5 FOUR CHAMBERS DANCE PROJECT (Heidi Strauss, Darryl Tracy/ Dancemakers, January 16-21) Indie dance artists Strauss and Tracy commissioned duets from four of the country's most acclaimed choreographers, and the results -- beautifully danced -- ranged all over the emotional map, from Yvonne Coutts's tightly focused psychological piece to Conrad Alexandrowicz's hilarious ballet parody. Best was Sylvain Emard's lyrical, achingly gorgeous duet, which deserves a second life.
6 IMPRINTS -- KAEJA D'DANCE/ YVONNE NG (DanceWorks, April 19-21) Allen and Karen Kaeja delivered two riveting duets, one their own humorous yet poignant look at domestic life, Elements Of Touch, the other Marie-Josée Chartier's Mammalian Study, an archetypal look at power and gender that had the weight of Greek tragedy. If that wasn't enough, this year's hardest-working indie dancer, Yvonne Ng, debuted her electric solo, Garam Shift. Let's hope she gives us more choreography in 2002.
7 REVEALED BY FIRE (Harbourfront Centre/Sampradaya Dance Creations, March 8-10) Inspired by the loss of her husband and daughters in the 1985 Air India bombing disaster, choreographer Lata Pada created a multimedia work -- with photographer Cylla von Tiedemann -- examining that fateful incident. Never sentimental, the piece was cathartic and healing, an example of how Pada's art -- the 2,000-year-old Indian dance form Bharata Natyam -- helped her survive but not forget.

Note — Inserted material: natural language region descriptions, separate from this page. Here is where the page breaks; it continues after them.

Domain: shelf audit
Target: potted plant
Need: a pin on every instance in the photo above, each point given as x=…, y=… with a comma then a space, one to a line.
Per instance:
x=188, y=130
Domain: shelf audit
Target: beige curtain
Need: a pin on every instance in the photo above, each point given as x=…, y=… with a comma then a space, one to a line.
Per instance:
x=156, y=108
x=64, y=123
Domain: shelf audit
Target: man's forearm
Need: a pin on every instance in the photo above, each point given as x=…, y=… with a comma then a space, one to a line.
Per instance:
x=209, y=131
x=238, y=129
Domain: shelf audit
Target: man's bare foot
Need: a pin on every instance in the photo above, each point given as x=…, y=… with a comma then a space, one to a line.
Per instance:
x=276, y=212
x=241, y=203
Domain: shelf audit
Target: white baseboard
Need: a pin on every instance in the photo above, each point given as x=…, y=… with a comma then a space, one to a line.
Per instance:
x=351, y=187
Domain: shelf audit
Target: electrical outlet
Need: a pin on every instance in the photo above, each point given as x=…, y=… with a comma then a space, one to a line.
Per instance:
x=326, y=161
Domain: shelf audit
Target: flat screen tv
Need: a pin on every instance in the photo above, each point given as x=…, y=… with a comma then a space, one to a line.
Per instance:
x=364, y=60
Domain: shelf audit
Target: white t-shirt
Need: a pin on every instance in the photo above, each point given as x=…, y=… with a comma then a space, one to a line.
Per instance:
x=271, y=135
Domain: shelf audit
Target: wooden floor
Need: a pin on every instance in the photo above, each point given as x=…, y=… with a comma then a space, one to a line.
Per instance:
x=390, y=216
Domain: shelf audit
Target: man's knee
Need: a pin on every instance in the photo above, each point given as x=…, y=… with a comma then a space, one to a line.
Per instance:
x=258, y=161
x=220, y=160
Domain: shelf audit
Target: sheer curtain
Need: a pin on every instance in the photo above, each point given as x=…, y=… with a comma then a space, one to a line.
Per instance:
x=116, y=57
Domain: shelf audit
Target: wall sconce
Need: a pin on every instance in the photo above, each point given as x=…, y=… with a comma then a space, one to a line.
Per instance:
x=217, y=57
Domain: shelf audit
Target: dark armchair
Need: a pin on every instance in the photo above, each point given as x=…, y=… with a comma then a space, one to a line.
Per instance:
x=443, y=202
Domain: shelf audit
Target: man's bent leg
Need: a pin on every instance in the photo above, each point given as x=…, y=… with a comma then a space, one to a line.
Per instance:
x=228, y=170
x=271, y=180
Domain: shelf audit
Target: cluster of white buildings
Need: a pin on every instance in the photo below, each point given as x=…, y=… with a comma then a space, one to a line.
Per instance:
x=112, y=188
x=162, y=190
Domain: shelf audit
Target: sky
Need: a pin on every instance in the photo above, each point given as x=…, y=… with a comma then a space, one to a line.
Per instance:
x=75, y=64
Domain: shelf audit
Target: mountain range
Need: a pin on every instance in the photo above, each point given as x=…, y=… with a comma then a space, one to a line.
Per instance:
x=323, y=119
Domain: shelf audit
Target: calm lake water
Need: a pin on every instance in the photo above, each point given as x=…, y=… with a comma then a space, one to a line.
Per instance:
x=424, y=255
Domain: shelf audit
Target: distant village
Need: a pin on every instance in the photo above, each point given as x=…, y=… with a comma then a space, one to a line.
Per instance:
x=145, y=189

8 SOULS (Holly Small/Canadian Children's Dance Theatre, December 6-8) Four years in the making and with a cast of 45, this epic look at the after-effects of war shone with humanity and hope. Though not everything worked, especially in the rambling middle section, Small explored the human cost of war most powerfully through a series of duets, notably one between Robert Glumbek as an afflicted returning soldier and Lisa Otto. The conclusion was simple and utterly shattering.
9 ICELAND DANCE COMPANY (Harbourfront Centre, March 13-17) Who knew that the country that gave us Björk also harboured this impressive contemporary dance secret? The Iceland Dance Company's Canadian debut was a generous and varied calling card, offering more than two hours of spectacular images and inventive moves, all danced by a tireless and energetic 10-person ensemble.
10 MADAME BUTTERFLY (National Ballet of Canada, April 28-May 12) Australian choreographer Stanton Welch proved you can make a fine ballet (and not just an opera) from the story of the geisha and her cad of a U.S. officer boyfriend. This absorbing and psychologically complex new work showcased a bevy of rising -- and risen -- talents, including Chan Hon Goh, Geon van der Wyst, Xiao Nan Yu and conductor Ormsby Wilkins, whose orchestra has never sounded better.